- Born: 12 November 1977 (age 48) Dubai, United Arab Emirates
- Spouse: Mansour bin Zayed Al Nahyan ​ ​(m. 2005)​
- Issue: Fatima; Mohammed; Hamdan; Latifa; Rashid;

Names
- Sheikha Manal bint Mohammed bin Rashid bin Saeed bin Maktoum bin Hasher bin Maktoum bin Butti bin Suhail Al Maktoum
- House: Al Falasi (by birth); Al Nahyan (by marriage);
- Father: Mohammed bin Rashid Al Maktoum
- Mother: Randa bint Mohammed Al-Banna

= Manal bint Mohammed Al Maktoum =

Emirati politician

Sheikha Manal bint Mohammed bin Rashid Al Maktoum (منال بنت محمد بن راشد آل مكتوم; born 12 November 1977) is an Emirati politician and member of the ruling family of Dubai. She is the eldest child of Mohammed bin Rashid Al Maktoum, the ruler of Dubai, and is the second wife of Mansour bin Zayed Al Nahyan, the younger brother of the president of the United Arab Emirates and the ruler of Abu Dhabi, Mohamed bin Zayed Al Nahyan.

==Personal life and education==
Sheikha Manal is the eldest child of Sheikh Mohammed bin Rashid Al Maktoum, current Ruler of Dubai, and his former Lebanese wife Sheikha Randa bint Mohammed Al-Banna. She is the half sister of Crown Prince Hamdan. Sheikha Manal graduated with a bachelor's degree in Interior Design and a master's degree in marketing from the American University of Dubai.

She married Sheikh Mansour bin Zayed Al Nahyan of Abu Dhabi on 2 May 2005. They have five children:
- Fatima bint Mansour Al Nahyan (born 9 June 2006)
- Mohammed bin Mansour Al Nahyan (born 4 December 2007)
- Hamdan bin Mansour Al Nahyan (born 21 June 2011)
- Latifa bint Mansour Al Nahyan (born 23 January 2014)
- Rashid bin Mansour Al Nahyan (born 22 March 2017).

==Activities==
In 2003, Sheikha Manal founded the Dubai Ladies Club.

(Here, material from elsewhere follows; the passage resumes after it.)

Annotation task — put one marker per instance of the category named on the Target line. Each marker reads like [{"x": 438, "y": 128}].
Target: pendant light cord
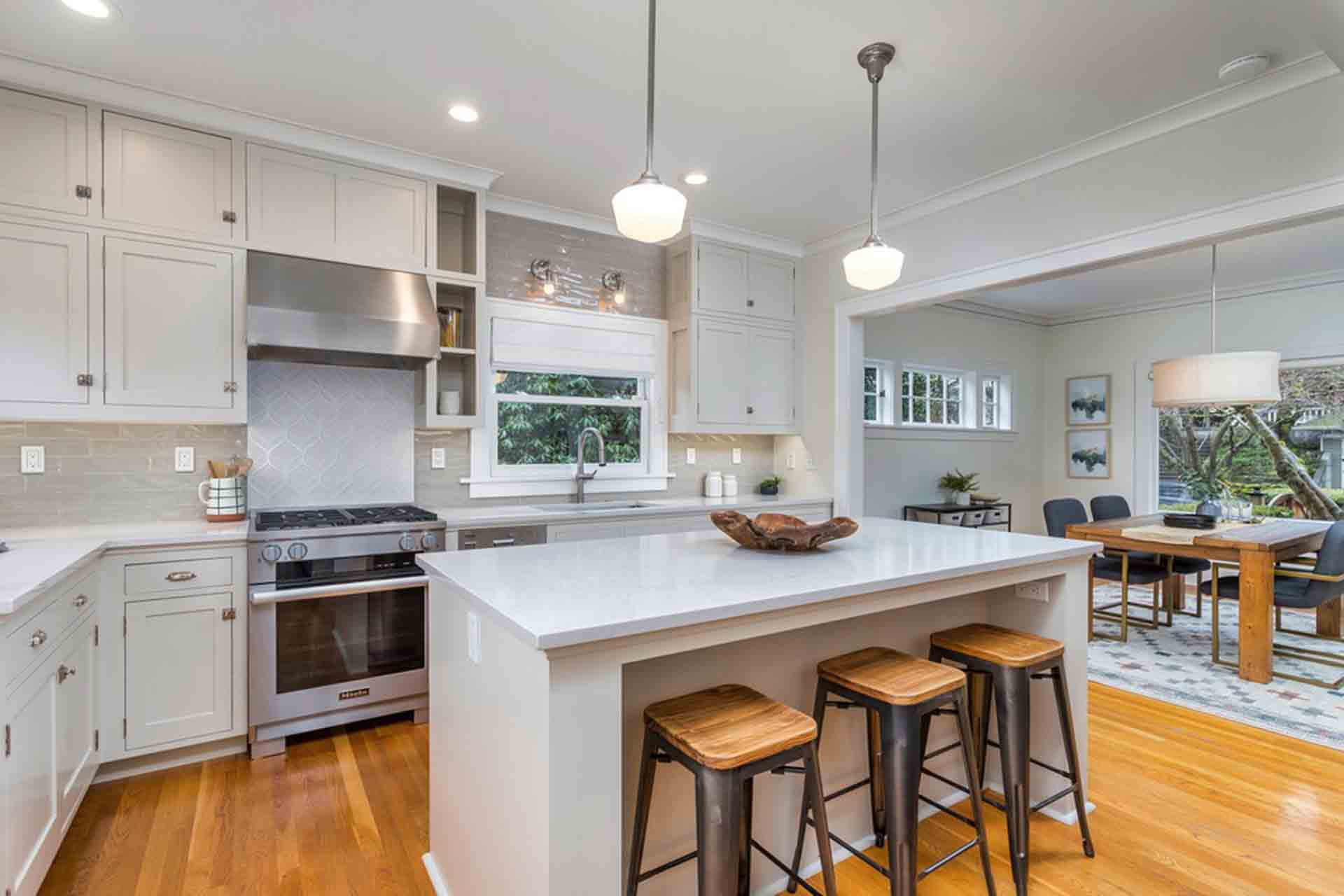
[{"x": 648, "y": 146}]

In November 2006, Sheikha Manal initiated Dubai Women Establishment (DWE). In 2012, Sheikha Manal launched the "Women on Boards" initiative.

Young Artist Award was founded under the patronage of Sheikha Manal in 2006 as a competition of fine arts of emerging artists in the United Arab Emirates.

As of 2025, Sheikha Manal is President of the UAE Gender Balance Council, announcing the announced the Gender Balance Council Pledge Awards in May 2025.